Despite that comment the result was still to me a disappointment. I admit that I never went to Henley, which was down to a mixture of election fatigue, distance from Sheffield, needing to catch up with the things I didn’t do whilst I was in Crewe and moving house. Which I suppose might in some people’s eyes make my comments invalid, but the impression I get is that most Liberal Democrat campaigners involved in the election still expected us to do a lot better than we did.
One of the strongest criticisms of the result though was from members who felt that our potential success in the seat was overhyped. From the pleas that I received for me to go and help, both by email and in person, this seems like a valid criticism, but I tend to believe the account given by Alex Folkes, (someone who is close to the campaign team), when he notes that at the time the pleas were sent out, it was entirely believable that we could win.
Despite this, I think that following Crewe & Nantwich and Henley, and ideally before Glasgow East (although that doesn’t give much time), the Liberal Democrats do need to assess how they campaign in by-elections against the Tories or where the Tories/SNP are the more obvious challengers. The political landscape has changed. The Tories are unfortunately more voter-friendly than they used to be and so when it comes to a contest where the Conservatives can clearly win people are more likely to opt for them. But as I said in a previous post, I don’t detect a groundswell of support for them like Labour had in 1997, it is just that people are fed up with Labour. So the task for the Liberal Democrats is to work out our niche in these by-elections and campaign on that. We may not win, but it will at least make us distinctive and get us somewhat closer.
Many have said that what the Liberal Democrats need is to talk more about policy rather than shovelling out more leaflets. I have some sympathy for thie latter part of this view, but feel that it is too simplistic. The Liberal Democrats have won by-elections in the past basically by shovelling out far more literature than the other parties. It worked in Brent East, in Leicester South and nearly worked in Birmingham Hodge Hill and Hartlepool. The problem is that the other parties now understand that leaflets work, and although one party delivering leaflets on their own wins you votes, if all parties deliver lots then it may well stop making such a difference. From a Liberal Democrat point of view, I think that putting out more leaflets than the others may not lose us votes, but we may have gone way over the number needed to get us the final result. I think it is fair to say that in Crewe & Nantwich we could have delivered fewer leaflets, and as a result saved more money, but still got the same result. That’s because the mood had already been set in the by-election, no matter what we did. Vote Conservative and you get a rid of Labour. No matter what our policies, no matter how many leaflets we delivered, we would have had the same result.
The failure in recent elections seems to have led to a tirade of criticism against Chris Rennard and ‘Rennardism’. This is unfair. Chris has succeeded partly due to an instinctive campaigning ability, (people forget that he started at the grassroots in Liverpool rather than just being top dog in the party), but also through trial and error. I am sure that Chris, never mind the Campaigns Department who are now autonomous of Chris anyway, will be reflecting on both of these results to work out where we go next. Despite being a member of party campaign staff I am not a blinkered follower of everything that Chris Rennard says. I know he has his faults, but I also know he wants the Liberal Democrats to succeed and both he and the whole party will learn from what has happened recently.

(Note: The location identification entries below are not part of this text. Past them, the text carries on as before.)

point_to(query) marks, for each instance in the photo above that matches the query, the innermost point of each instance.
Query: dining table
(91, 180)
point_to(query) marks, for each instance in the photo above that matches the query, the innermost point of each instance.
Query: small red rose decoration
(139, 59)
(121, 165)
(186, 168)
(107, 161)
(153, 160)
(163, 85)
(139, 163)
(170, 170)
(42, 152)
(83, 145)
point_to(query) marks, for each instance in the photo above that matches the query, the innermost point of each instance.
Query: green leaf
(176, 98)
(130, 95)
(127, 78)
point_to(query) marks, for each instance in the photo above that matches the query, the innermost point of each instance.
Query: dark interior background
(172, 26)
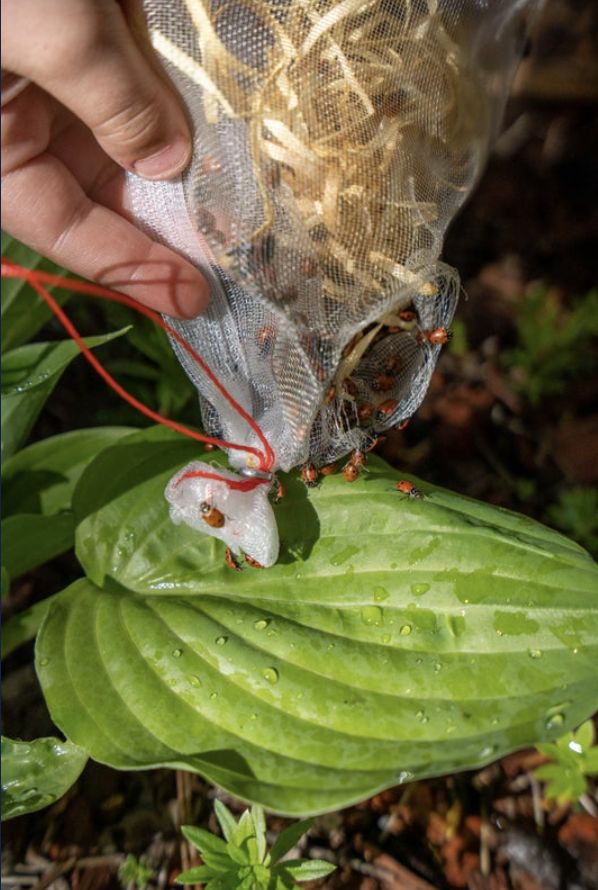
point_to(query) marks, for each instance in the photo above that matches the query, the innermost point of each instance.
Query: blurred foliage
(573, 760)
(555, 343)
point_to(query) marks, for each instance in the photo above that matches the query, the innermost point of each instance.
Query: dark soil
(481, 431)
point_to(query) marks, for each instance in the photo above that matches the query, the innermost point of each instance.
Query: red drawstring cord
(266, 458)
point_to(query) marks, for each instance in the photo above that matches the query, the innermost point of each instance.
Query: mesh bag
(334, 142)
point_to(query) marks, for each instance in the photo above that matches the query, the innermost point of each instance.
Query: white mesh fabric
(334, 142)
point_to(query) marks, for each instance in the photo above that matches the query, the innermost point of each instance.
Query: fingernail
(166, 163)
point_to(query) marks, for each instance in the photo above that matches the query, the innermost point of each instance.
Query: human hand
(96, 104)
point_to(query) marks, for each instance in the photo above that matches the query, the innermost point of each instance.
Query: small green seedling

Henley was not a failure. We increased our vote after all. But what it was, was a disappointment. What the party needs to do is go away and work out how best to campaign under changed political circumstances and then put it in to practice when it has the chance. The Liberal Democrats have won by being ahead of the other parties on campaigning, it need to look at what it has done recently and reflect on how it can once again pull ahead of the opposition.
Finally, as a footnote to this I must mention my ‘Reflections on Crewe & Nantwich‘ post. I wrote this not long after the by-election itself, but hadn’t realised that it had failed to post properly at the time. I have now put it up on the intended date and as I was heavily involved in that election it goes in to a lot more detail on the way that the Conservatives now campaign.